Fiber tractography was performed on the diffusion MRI data using the TractSeg tool (22) that performed probabilistic bundle-specific tractography to generate streamlines representing the spatial trajectories of white matter pathways. Twenty two major association, projection, and commissural pathways were selected for this study (Figure 1, WM LABELS), and tract density images were generated that described the density of streamlines in each imaging voxel. Diffusion data were registered with the T1-weighted image using FSL’s epi_reg tool for EPI to structural registration, and white matter labels were transformed to the structural image space.
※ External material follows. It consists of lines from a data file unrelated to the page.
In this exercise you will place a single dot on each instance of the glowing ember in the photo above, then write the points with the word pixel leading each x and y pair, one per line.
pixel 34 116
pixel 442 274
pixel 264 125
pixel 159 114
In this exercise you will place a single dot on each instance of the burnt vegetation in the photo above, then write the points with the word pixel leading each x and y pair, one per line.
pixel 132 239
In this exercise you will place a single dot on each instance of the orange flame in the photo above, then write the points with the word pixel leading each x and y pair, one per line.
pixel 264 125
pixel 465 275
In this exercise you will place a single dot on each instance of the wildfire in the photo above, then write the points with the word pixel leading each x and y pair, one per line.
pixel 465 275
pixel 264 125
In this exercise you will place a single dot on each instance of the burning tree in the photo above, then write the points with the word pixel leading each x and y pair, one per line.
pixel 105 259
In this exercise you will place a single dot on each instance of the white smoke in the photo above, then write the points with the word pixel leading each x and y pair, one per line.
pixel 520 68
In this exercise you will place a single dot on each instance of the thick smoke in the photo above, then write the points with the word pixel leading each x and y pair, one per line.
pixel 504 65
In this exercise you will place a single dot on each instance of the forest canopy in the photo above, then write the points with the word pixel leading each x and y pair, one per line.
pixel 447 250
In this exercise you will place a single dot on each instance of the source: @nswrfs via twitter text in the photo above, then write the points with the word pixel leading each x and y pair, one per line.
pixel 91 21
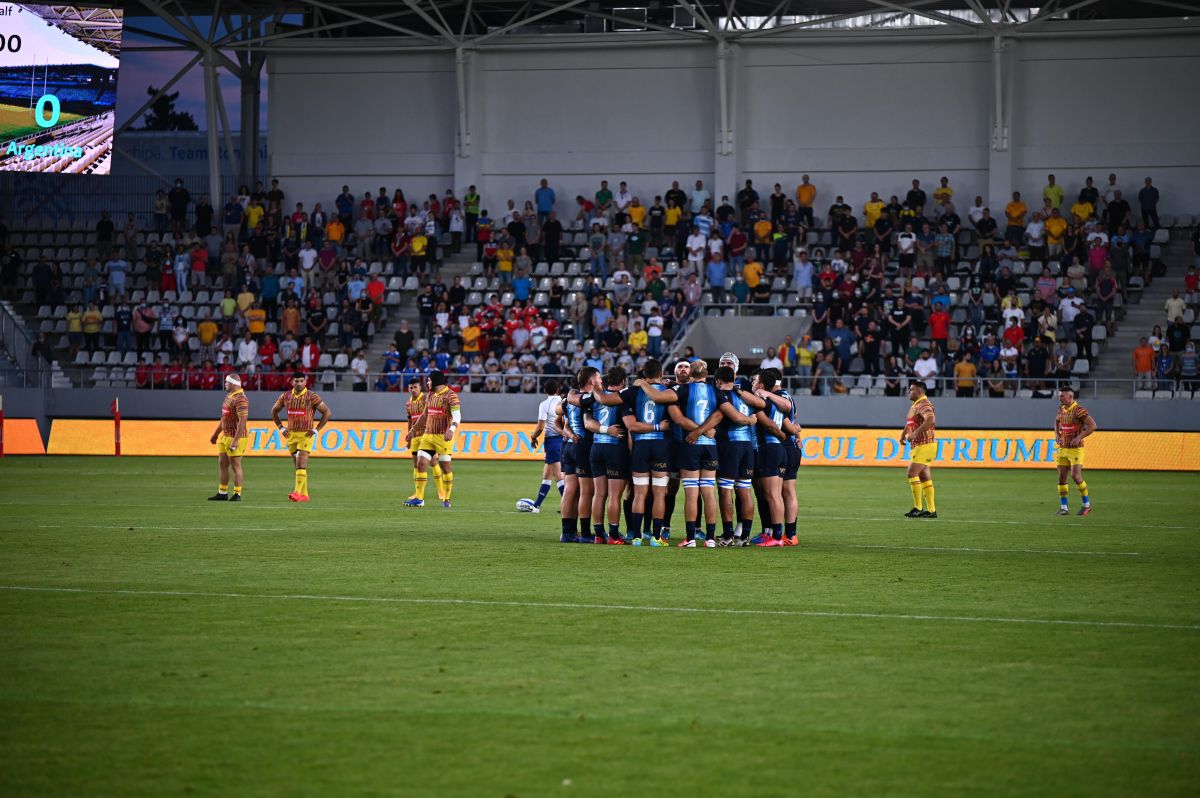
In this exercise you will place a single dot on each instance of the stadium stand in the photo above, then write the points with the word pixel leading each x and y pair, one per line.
pixel 373 293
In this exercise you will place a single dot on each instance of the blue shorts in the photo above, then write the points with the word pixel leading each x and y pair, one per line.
pixel 610 460
pixel 577 459
pixel 772 460
pixel 697 457
pixel 553 445
pixel 793 461
pixel 736 460
pixel 651 456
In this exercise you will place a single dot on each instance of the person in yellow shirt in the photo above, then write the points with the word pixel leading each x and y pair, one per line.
pixel 256 319
pixel 753 274
pixel 965 376
pixel 805 195
pixel 637 337
pixel 1014 213
pixel 636 211
pixel 1053 192
pixel 471 337
pixel 93 321
pixel 1081 210
pixel 874 209
pixel 504 264
pixel 943 193
pixel 1055 228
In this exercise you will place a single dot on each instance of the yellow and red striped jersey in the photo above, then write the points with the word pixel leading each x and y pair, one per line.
pixel 234 408
pixel 438 407
pixel 921 411
pixel 414 407
pixel 1069 425
pixel 300 408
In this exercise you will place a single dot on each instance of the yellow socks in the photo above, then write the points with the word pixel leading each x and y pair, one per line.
pixel 439 481
pixel 915 486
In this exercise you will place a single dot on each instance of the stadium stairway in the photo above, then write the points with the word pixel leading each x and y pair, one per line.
pixel 453 265
pixel 1140 317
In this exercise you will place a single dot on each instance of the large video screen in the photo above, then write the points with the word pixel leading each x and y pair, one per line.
pixel 58 88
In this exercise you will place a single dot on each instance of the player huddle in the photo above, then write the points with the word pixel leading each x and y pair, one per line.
pixel 727 443
pixel 627 448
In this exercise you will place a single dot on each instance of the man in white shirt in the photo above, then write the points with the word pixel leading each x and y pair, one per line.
pixel 927 370
pixel 696 247
pixel 547 415
pixel 772 360
pixel 699 197
pixel 1068 309
pixel 359 367
pixel 247 354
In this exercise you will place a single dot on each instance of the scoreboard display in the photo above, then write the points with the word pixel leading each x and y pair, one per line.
pixel 58 88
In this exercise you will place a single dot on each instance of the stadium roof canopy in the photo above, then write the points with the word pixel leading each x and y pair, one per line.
pixel 448 24
pixel 100 28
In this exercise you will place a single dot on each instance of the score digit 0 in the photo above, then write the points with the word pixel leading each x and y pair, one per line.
pixel 55 111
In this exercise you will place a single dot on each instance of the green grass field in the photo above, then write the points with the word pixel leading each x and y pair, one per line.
pixel 154 643
pixel 18 120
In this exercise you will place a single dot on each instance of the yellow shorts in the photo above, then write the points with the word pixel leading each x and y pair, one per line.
pixel 435 443
pixel 225 445
pixel 300 442
pixel 1071 456
pixel 923 454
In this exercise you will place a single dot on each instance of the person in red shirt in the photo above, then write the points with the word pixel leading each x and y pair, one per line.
pixel 366 205
pixel 1014 335
pixel 267 352
pixel 376 288
pixel 175 376
pixel 159 372
pixel 510 325
pixel 209 378
pixel 940 328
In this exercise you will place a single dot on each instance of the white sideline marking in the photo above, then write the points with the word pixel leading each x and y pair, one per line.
pixel 989 551
pixel 561 605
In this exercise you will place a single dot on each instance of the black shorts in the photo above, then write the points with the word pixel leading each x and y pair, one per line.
pixel 697 457
pixel 610 460
pixel 651 456
pixel 735 460
pixel 772 460
pixel 581 459
pixel 793 461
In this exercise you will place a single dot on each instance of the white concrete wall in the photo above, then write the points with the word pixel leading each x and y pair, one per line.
pixel 361 120
pixel 857 115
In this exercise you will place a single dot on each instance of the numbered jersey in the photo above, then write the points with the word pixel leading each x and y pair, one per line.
pixel 730 430
pixel 646 411
pixel 696 402
pixel 778 417
pixel 606 415
pixel 574 417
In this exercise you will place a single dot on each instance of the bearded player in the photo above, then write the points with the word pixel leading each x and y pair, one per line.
pixel 1072 425
pixel 231 439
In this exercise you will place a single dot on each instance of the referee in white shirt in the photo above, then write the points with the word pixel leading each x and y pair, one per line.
pixel 547 414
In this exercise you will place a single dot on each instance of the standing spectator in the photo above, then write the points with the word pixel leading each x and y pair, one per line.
pixel 1147 198
pixel 965 376
pixel 1144 365
pixel 178 201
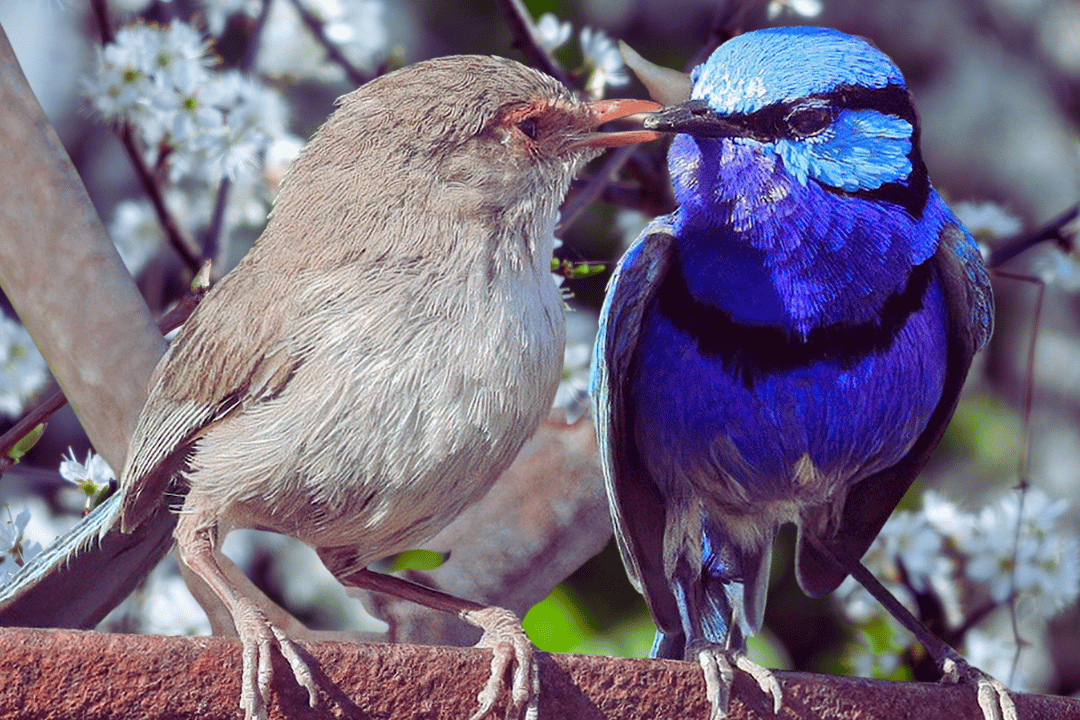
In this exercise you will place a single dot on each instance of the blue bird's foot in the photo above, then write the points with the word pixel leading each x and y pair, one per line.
pixel 994 697
pixel 718 666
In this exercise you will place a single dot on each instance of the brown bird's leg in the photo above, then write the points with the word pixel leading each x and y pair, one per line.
pixel 502 633
pixel 196 542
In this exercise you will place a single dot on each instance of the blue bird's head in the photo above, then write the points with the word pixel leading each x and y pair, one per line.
pixel 802 145
pixel 829 106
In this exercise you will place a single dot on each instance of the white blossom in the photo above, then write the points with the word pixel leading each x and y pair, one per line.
pixel 1036 559
pixel 801 8
pixel 603 58
pixel 93 477
pixel 572 393
pixel 987 220
pixel 136 233
pixel 15 548
pixel 23 371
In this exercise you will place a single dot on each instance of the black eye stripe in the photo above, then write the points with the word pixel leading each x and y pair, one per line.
pixel 770 123
pixel 529 127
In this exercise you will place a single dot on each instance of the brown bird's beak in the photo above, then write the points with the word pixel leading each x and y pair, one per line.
pixel 607 110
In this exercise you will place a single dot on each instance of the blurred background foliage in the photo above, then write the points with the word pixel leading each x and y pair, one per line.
pixel 997 83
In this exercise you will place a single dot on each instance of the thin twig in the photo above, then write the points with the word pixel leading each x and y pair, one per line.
pixel 172 320
pixel 251 53
pixel 525 39
pixel 1052 230
pixel 355 76
pixel 184 245
pixel 594 189
pixel 100 9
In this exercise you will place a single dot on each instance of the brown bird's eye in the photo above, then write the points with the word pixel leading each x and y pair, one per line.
pixel 529 127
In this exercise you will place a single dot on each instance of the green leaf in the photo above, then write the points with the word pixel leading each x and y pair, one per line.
pixel 27 442
pixel 418 559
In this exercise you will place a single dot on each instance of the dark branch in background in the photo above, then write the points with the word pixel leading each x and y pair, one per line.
pixel 169 322
pixel 355 76
pixel 104 26
pixel 184 245
pixel 728 22
pixel 525 39
pixel 1052 230
pixel 212 239
pixel 252 51
pixel 594 189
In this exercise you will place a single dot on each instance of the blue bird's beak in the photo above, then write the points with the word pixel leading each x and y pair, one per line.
pixel 693 118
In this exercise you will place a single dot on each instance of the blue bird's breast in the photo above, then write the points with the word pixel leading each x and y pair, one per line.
pixel 747 415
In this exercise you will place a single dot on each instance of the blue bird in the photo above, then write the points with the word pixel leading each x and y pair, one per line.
pixel 787 345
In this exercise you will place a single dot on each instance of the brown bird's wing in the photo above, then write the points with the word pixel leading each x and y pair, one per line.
pixel 205 376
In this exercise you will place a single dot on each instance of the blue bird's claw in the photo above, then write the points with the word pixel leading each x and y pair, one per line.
pixel 993 696
pixel 718 666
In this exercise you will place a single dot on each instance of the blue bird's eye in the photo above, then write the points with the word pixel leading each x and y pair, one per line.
pixel 808 121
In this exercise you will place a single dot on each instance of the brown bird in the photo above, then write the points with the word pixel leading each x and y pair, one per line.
pixel 379 356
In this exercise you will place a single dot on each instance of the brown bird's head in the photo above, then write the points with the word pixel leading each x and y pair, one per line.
pixel 482 140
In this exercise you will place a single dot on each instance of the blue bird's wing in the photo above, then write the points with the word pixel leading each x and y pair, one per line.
pixel 637 506
pixel 970 302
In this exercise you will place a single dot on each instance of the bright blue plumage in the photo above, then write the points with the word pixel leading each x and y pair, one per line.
pixel 790 343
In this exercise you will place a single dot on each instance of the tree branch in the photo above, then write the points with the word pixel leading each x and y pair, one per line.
pixel 65 277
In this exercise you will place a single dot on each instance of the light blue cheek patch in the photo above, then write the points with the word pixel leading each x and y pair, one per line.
pixel 862 150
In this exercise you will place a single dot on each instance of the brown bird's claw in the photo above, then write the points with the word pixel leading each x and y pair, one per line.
pixel 718 666
pixel 255 633
pixel 993 696
pixel 504 635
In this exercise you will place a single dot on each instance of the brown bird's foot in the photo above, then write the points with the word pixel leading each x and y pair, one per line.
pixel 719 665
pixel 257 635
pixel 991 694
pixel 504 635
pixel 196 542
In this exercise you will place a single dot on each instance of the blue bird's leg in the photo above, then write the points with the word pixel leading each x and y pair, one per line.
pixel 991 694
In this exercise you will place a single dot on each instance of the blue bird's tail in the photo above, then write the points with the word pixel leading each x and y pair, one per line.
pixel 721 600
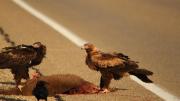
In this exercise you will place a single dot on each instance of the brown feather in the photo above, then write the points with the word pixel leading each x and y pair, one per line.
pixel 58 84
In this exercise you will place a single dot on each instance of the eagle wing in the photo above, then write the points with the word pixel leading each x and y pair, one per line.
pixel 105 60
pixel 18 56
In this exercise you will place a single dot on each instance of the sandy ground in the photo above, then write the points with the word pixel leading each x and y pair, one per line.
pixel 64 57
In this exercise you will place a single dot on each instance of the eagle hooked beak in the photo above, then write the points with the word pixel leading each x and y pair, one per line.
pixel 82 47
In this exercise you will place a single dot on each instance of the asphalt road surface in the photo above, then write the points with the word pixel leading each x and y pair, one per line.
pixel 146 30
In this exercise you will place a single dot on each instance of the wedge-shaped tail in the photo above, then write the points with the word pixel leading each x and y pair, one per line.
pixel 142 74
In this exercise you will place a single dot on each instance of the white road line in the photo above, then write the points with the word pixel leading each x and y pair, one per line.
pixel 79 42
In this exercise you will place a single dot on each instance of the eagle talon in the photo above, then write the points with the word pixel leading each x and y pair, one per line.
pixel 104 91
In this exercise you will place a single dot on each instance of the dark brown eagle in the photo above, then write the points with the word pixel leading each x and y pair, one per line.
pixel 113 66
pixel 20 58
pixel 55 84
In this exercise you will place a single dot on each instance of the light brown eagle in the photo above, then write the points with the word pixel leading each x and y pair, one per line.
pixel 113 66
Finally, the mean FMRI image was registered to the T1-weighted image using FSL’s epi_reg tool. BOLD signal, for all contrasts, was transformed to the structural image space. At this point, white and gray matter labels, and fMRI signal are all aligned within the same space.
Time-locked activation
Our aim was to determine which regions of interest indicated time-locked activation with the stimulus/task across a population. To do this, we first extracted the averaged fMRI signal within each of the white and gray matter regions of interest (Figure 1, SIGNAL). From this, the power spectral density was estimated via the periodogram method (periodogram function in MatLab) which represented the distribution of power per unit frequency (Figure 1, POWER SPECTRAL DENSITY). In this study, the frequency of interest occurred at 0.0167Hz (1/60s). To determine whether there was significant time locked activation (i.e., statistically significant power at this frequency), we performed a bootstrap analysis of the resting state data to generate our null distribution of power at this frequency. Here 10,000 bootstrap signals were generated from volumes of 39×39×39mm3 (13×13×13 voxels) within 12 subjects, and the average power spectral density at 0.0167Hz was calculated. From this, given the real data (i.e., the subject averaged power spectral density in a region of interest), we generated a p-value for statistically significant time-locked activation. Regions with p<0.01 after false discovery rate correction are considered time-locked, or activated, by our tasks, and the epoch-averaged response function (Figure 1, EPOCH-AVERAGED BLOCK RESPONSE) can be visualized.
Results
Widespread Gray Matter Time-locked Activation
Figure 2 shows the subject-averaged signal and epoch-averaged responses for several selected gray matter regions for the visual task. Many regions show both qualitatively observable, and statistically significant, time-locked activation with the task. While some regions show the canonical sustained boxcar response, or a sustained response with small transitory response at the onset or offset of the task, other trends are also apparent, including delayed responses, continuously changing signals, or multiple peaks. The observation of widespread gray matter time-locked activation is in agreement with previous literature (1).
Figure 2.
Time-locked activation in gray matter. The signal and epoch-averaged response are shown for 8 selected gray matter regions. Plots are shown in BOLD if statistically significant time-locked activation is present, and mean value is shown as a thick line, with data from all subjects (N=12) as thin lines.
Widespread White Matter Time-locked Signal Changes
Beyond the traditional gray matter analysis, we show white matter signals for several selected pathways in Figure 3. White matter also shows widespread time-locked signal changes across projection, commissural, and association pathways. Here, several pathways show strong, canonical boxcar shapes, while others have a somewhat smaller signal change, or different shapes including, for example, negative signal changes during stimulation.
Figure 3.
Time-locked BOLD signal changes in white matter. The signal and epoch-averaged responses are shown for 8 selected white matter regions. Plots are shown in BOLD if statistically significant time-locked signal changes are present, and mean value is shown as a thick line, with data from all subjects (N=12) as thin lines.
Variation in tasks
Figure 4 shows the signal for two selected gray matter and two selected white matter regions across all BOLD contrasts/tasks, including resting state. First, resting state does not show time-locked activation at 0.0167Hz. However, all other tasks, for both gray matter and both white matter regions, show statistically-significant signal changes. Notably, the signal response for all regions varies dramatically based on the tasks, or hemisphere in which the task is performed.
Figure 4.
Time-locked activation varies across regions and across stimuli, in both white and gray matter. Example signal and epoch-averaged signal are shown for two gray matter and two white matter regions, across all tasks. Plots are shown in BOLD if statistically significant time-locked activation is present.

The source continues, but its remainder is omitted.